Now imagine all of that but you’re unable to drink — because you’re only 16-years-old.

Meet Anna Thomson, an International Business fresher from Falkirk who arrived at uni this year as a young teen.

Instead of doing her Highers, she skipped a year and started her courses aged just 16, living in halls with students at least 20.

We chatted with her about dealing with tutors, sneaking into bars and dodging creepy fourth years.

Anna is a seventeen-year-old fresher

Anna actually applied to uni while in fifth year before sitting her Highers.

“In school I was friends with a lot of really bitchy girls so I wanted to leave, but I didn’t want to work for a year.

“I knew if I came to uni I could move away from home. I thought I might as well apply and I ended up getting in.”

If the prospect of moving away from home at 16 wasn’t daunting enough, Anna didn’t end up in normal halls: she was landed in a flat in private accommodation with flatmates who are all at least 20.

Anna during freshers

Some of her new friends were uncomfortable getting to know her as a teenager.
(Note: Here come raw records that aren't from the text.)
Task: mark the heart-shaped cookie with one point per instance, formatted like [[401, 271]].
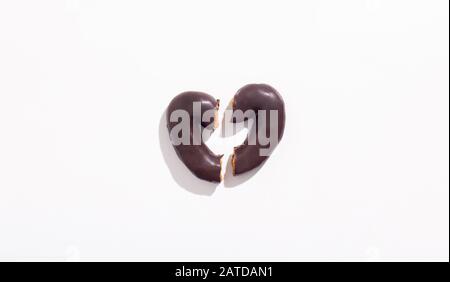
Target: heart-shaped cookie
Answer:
[[190, 113]]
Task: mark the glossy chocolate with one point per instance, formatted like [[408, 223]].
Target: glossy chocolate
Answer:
[[256, 97], [199, 159]]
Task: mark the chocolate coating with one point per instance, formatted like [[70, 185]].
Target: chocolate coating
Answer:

“A lot of people I’m friends with are English, so they don’t really understand. I have to sit explaining why I could leave school at 16. They don’t mind, some of them, but others have a weird issue with it.

“In freshers, a lot of people are like ‘Oh, it doesn’t matter’. But as the year went on I’d make friends with people and they’d ask me if I wanted to go out. If I had ID, it was fine.”

Others have been a bit more hostile towards Anna, because of her age.

“Some people don’t want to be friends with someone younger because they think I’ll be rejected from a club or a bar and we’ll have to leave.

“A guy at a party told me that I was too young to be there and that I don’t belong at uni.”

Anna at her friend’s 18th

Although she was able to celebrate her 17th birthday in October, she’s still unable to legally buy booze. And it isn’t just Anna’s social life that is affected by her age: she doesn’t have lots of useful previous knowledge in her courses because she skipped her Advanced Highers.

“You get quite a lot of sympathy from tutors and stuff. My business tutor was really nice when I said I hadn’t done the course at school because I didn’t do Advanced Highers.

“Sometimes I’ve been out and there’s been really creepy fourth years, it’s really good to be like ‘I’m only 17.’

“When I think about the future, I’ll graduate before I’m 21. A lot of people I know are 24 and in third year.”

We can safely assume Anna’s eighteenth in second year is going to be massive.